Spanish Speakers in the United States
Source: U.S. Census Bureau
Yet linguists often like to categorize Spanish into larger umbrellas, which may help marketers target a larger community of Spanish speakers:
  • Central American Spanish – Particularly Mexico, for use in Central America or where large Central American populations reside
  • European Spanish, Peninsular or Iberian Spanish - For use in Spain, most specifically the Spanish spoken in the area in and around Madrid
  • South American Spanish – may include the dialects of the Rio de la Plata basin, known as rioplatense
  • Caribbean Spanish - spoken in the Dominican Republic, Cuba, Puerto Rico, and along the Caribbean coasts of Mexico, Colombia, Venezuela, Central America, and in major U.S. coastal cities such as Miami and New York
  • Latin American Spanish – a much larger umbrella category to refer to the Spanish spoken in all of Latin America and in the United States
With all these choices, it may be difficult to choose the right type of Spanish.
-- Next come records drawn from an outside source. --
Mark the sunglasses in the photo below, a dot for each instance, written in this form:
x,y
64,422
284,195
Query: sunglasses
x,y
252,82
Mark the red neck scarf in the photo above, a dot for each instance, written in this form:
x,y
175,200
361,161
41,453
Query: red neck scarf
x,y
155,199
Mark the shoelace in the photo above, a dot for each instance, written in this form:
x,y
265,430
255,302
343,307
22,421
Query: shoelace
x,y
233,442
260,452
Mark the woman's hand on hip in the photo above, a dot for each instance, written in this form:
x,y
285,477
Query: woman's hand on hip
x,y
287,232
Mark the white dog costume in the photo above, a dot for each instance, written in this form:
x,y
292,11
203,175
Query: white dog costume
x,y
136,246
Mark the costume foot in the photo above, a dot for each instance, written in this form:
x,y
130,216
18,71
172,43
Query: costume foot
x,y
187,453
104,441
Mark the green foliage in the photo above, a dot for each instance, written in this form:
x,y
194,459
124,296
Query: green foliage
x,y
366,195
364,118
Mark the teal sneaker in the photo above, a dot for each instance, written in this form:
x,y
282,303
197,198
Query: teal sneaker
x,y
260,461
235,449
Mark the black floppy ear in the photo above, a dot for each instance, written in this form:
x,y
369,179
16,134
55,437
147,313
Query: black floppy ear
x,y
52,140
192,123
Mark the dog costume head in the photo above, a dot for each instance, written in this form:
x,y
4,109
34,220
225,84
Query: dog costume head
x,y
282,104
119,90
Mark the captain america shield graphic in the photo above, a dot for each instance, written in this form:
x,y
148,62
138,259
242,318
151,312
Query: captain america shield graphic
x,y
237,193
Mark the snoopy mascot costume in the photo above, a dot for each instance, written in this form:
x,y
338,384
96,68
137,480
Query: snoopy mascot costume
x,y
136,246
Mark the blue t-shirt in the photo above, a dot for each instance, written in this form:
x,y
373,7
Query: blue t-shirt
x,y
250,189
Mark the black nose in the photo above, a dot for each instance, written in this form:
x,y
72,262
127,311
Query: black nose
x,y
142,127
Yet translators, who understand that material is intended for a wider audience, will avoid using colloquialisms in their translation. For example, a common term in Peninsular Spanish that is not used in Latin American Spanish is "ordenador", the word used for computer. The more anglicized term "computadora" is more common throughout Latin America. A Spanish speaker from Spain however; would understand the word “computadora” but not vice-versa. Similarly, the word for grass in Mexico is commonly understood as zacate but using césped would be equally understood and is more universal. When translating for the United States, it is important to convey what regions of the country you are trying to target. If you have a hard time choosing the right dialect or Spanish type, a translator should then be able to make the best decision for you.